Besonders betroffen sind laut RKI-Bericht Kinder und Jugendliche. Frühere Sensibilisierung gegenüber Pollen und eine höhere Rate an allergischem Asthma im Kindesalter lassen vermuten, dass die Generationen, die mit den neuen Klimabedingungen aufwachsen, stärker belastet sind. Auch zeigt sich, dass Menschen in städtischen Gebieten häufiger unter Allergien leiden als in ländlichen Regionen, wo die Schadstoffwerte oft niedriger sind. Und als wäre das alles nicht schon genug, wird auch die Pollenprognose schwieriger. Bisherige Modelle konnten sich auf recht stabile Blühzeiten verlassen. Doch mit den neuen Klimabedingungen wird das Vorhersagen von Pollenflugphasen immer komplizierter. Für Allergiker:innen heißt das: Noch mehr Unberechenbarkeit im Alltag.

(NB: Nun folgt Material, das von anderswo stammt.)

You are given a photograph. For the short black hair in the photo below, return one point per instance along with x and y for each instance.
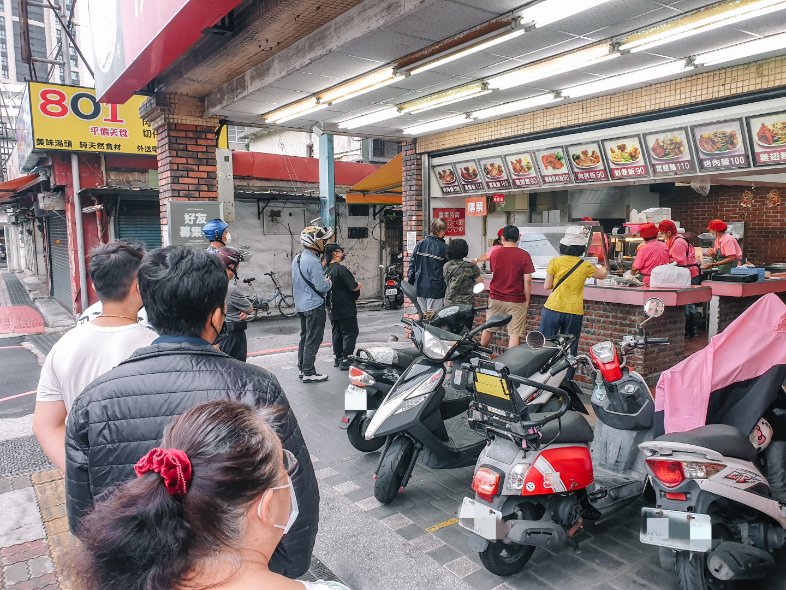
(510, 233)
(180, 287)
(571, 250)
(113, 268)
(457, 249)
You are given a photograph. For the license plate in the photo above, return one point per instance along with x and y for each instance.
(482, 520)
(355, 398)
(684, 531)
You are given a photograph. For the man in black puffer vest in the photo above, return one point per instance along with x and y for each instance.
(121, 415)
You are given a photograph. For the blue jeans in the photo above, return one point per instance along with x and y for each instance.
(555, 322)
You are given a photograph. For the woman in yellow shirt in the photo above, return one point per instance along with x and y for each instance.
(563, 312)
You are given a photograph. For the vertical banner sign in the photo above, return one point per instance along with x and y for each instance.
(455, 220)
(476, 206)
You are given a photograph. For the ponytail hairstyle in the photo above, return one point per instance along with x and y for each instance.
(143, 538)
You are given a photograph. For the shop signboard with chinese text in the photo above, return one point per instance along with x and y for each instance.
(720, 145)
(522, 170)
(768, 139)
(587, 163)
(625, 158)
(553, 166)
(476, 206)
(454, 218)
(670, 152)
(186, 219)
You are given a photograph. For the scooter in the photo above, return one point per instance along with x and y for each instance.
(543, 472)
(413, 414)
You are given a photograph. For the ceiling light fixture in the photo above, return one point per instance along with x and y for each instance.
(629, 79)
(742, 50)
(436, 125)
(700, 21)
(516, 105)
(551, 11)
(366, 83)
(553, 66)
(446, 97)
(370, 118)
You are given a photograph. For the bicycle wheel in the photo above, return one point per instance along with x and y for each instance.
(286, 306)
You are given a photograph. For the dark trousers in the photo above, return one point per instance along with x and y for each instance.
(312, 329)
(345, 335)
(555, 322)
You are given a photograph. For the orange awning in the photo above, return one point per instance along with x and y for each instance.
(381, 187)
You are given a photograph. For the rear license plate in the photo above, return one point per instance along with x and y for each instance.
(355, 399)
(684, 531)
(482, 520)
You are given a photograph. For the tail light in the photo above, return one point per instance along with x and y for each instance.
(485, 483)
(359, 378)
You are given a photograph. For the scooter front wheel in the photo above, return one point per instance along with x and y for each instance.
(394, 466)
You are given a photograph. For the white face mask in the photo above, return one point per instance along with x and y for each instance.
(293, 507)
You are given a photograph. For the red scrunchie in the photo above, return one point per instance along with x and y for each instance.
(171, 464)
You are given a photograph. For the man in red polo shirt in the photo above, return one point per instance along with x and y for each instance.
(511, 286)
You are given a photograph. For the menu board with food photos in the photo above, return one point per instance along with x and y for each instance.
(625, 158)
(469, 176)
(522, 170)
(670, 152)
(553, 166)
(447, 179)
(768, 139)
(494, 173)
(720, 145)
(587, 163)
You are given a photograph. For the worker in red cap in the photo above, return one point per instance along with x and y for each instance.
(727, 252)
(651, 254)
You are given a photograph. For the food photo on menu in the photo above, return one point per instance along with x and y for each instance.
(720, 145)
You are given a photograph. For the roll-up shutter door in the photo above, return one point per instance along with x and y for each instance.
(140, 220)
(60, 261)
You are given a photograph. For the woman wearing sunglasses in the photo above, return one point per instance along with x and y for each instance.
(207, 510)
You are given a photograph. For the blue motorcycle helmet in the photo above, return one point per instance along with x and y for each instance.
(214, 230)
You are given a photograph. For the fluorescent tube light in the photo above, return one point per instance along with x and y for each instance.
(553, 66)
(742, 50)
(436, 125)
(370, 118)
(446, 97)
(361, 85)
(700, 21)
(629, 79)
(517, 105)
(551, 11)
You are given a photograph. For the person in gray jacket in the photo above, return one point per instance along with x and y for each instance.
(121, 415)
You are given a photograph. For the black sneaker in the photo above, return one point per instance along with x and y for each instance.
(315, 378)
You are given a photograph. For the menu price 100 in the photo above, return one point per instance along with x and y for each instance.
(56, 104)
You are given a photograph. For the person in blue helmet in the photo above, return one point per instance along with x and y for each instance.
(217, 233)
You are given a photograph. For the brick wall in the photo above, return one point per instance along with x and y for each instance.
(765, 228)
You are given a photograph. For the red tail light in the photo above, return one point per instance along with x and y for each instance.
(485, 483)
(669, 473)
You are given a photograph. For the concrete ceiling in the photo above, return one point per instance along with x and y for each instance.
(373, 33)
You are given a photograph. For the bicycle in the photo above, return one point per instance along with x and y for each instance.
(286, 303)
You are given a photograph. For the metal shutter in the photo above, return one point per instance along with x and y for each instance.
(140, 220)
(60, 261)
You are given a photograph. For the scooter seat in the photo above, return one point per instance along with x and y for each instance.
(572, 427)
(524, 360)
(722, 438)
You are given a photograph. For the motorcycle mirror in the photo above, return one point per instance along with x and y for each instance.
(535, 339)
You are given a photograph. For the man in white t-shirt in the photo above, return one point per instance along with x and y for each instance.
(93, 348)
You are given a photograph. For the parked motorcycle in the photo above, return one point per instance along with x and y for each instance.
(537, 479)
(413, 414)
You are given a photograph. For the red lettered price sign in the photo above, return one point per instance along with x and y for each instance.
(70, 118)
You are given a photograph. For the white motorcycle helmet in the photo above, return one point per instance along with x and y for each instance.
(761, 437)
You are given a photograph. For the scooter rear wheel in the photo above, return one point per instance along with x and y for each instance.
(394, 466)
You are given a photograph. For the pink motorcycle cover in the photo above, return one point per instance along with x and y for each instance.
(748, 348)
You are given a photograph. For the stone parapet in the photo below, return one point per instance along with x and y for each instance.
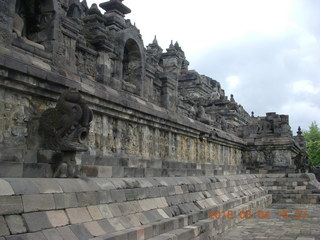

Was lässt sich dagegen tun? Natürlich kann niemand das Wetter ändern – aber es gibt Ansätze, um sich besser zu schützen. Dazu gehört, regelmäßig den Pollenflugkalender zu checken, an Tagen mit hoher Belastung Fenster geschlossen zu halten und die Kleidung nach dem Aufenthalt im Freien zu wechseln. Auch das regelmäßige Reinigen der Wohnräume und Luftfilter können helfen, die Pollenbelastung in Innenräumen zu reduzieren. Langfristig aber führt an einem besseren Klimaschutz kein Weg vorbei. Weniger CO₂-Ausstoß, mehr Grünflächen in den Städten und eine bewusste Stadtplanung könnten helfen, die Belastung für Allergiker:innen zumindest etwas abzufedern. Denn eines ist sicher: Der nächste Frühling kommt bestimmt – und mit ihm der Pollensturm.

1,4

Grad wärmer ist die Erde bereits als noch zu vorindustriellen Zeiten. Das Pariser Abkommen der UN-Staaten aus dem Jahr 2016 soll verhindern, dass die 1,5 Grad Marke überschritten wird. Aktuelle Zahlen prognostizieren allerdings ein Erreichen der 1,5 Grad noch im Jahr 2030. Um dies zu verhindern, müssten die Treibhausgasemissionen in den nächsten Jahren halbiert werden. Doch: der Trend ist steigend. Mit Trumps Ausstieg der USA aus dem Pariser Abkommen scheint die Hoffnung auf Erfolg in weite Ferne zu rücken. Bereits eine Erderwärmung von 2 Grad würde 40 Prozent mehr Menschen Wasserknappheit aussetzen und das Artensterben verdoppeln. Die zunehmenden allergischen Reaktionen sind leider nur die Spitze des schmelzenden Eisbergs.